Por qué no nos gusta el blanco??

Resulta que el color blanco nos suele gustar para situaciones muy concretas de nuestra vida, pero no suele ser un color que usemos demasiado para vestir en el día a día. Supongo que las razones son variadas, porque las prendas blancas se ensucian con facilidad, porque a veces se transparenta, porque hace parecer más voluminosa

Todo eso, y mucho más, es cierto pero tamién es cierto que algunas de esas cosas las podemos usar en nuestro beneficio. Por ejemplo, si se transparenta usémoslo para alguna prenda sexy, y si hace parecer más voluminosa, usémos ese color en la parte de nuestro cuerpo que queramos resaltar o aumentar de volumen para equilibrarla.

Creo que nunca he ido vestida de color blanco total, excepto en alguna ocasión muy señalada, pero sí que uso ese color de vez en cuando. Os dejo algunos ejemplos del uso del color blanco:

Este vestido blanco me gusta, pero reconozco que es porque las piezas laterales de color gris hacen que resulte visualmente más estrecho. Que los bolsillos con volumen hacen que la cintura parezca más estrecha en comparación y que la cremallera es una línea vertical que alarga la figura.

Otro ejemplo de vestido blanco. En este caso, el corte imperio con la franja y el detalle gris, hacen que la atención se desvíe y no resulte visualmente tan pesado. Además siempre conviene combinarlo con una prenda de un color que llame la atención. Otra maniobra de distracción.

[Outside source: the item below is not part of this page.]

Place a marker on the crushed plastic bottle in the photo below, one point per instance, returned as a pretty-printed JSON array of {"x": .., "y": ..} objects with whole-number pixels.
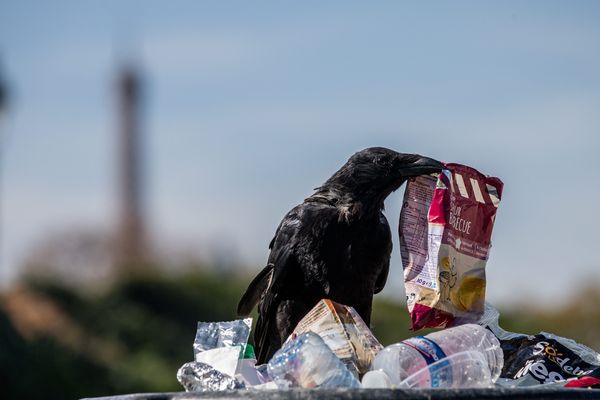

La combinación de blanco y negro es un clásico que vuelve cada temporada. En este caso, el jersey amplio disimula las formas que pueda haber debajo, es atractivo y grande, pero no se sabe si lo grande es el jersey o tú. Lo que asoma de nosotras siempre parecerá estrecho comparado con un jersey de esta anchura.

Un estilismo en blanco y colores claros, es posible si usamos superposiciones o capas que disimulen los volúmenes. Este y otros trucos os los explico en mi e-book Como vestir para parecer más esbelta

Otro truco para que el color blanco no nos aumente el volumen es usar una tela blanca estampada sobre todo si, como en este caso, los dibujos tan escasos y grandes, lo que hacen es difuminar y engañar visualmente sobre nuestra figura.

Así que vamos a perderle el miedo al blanco, aunque no le perdamos el respeto, que usado con la atención que merece se puede convertir en nuestro aliado.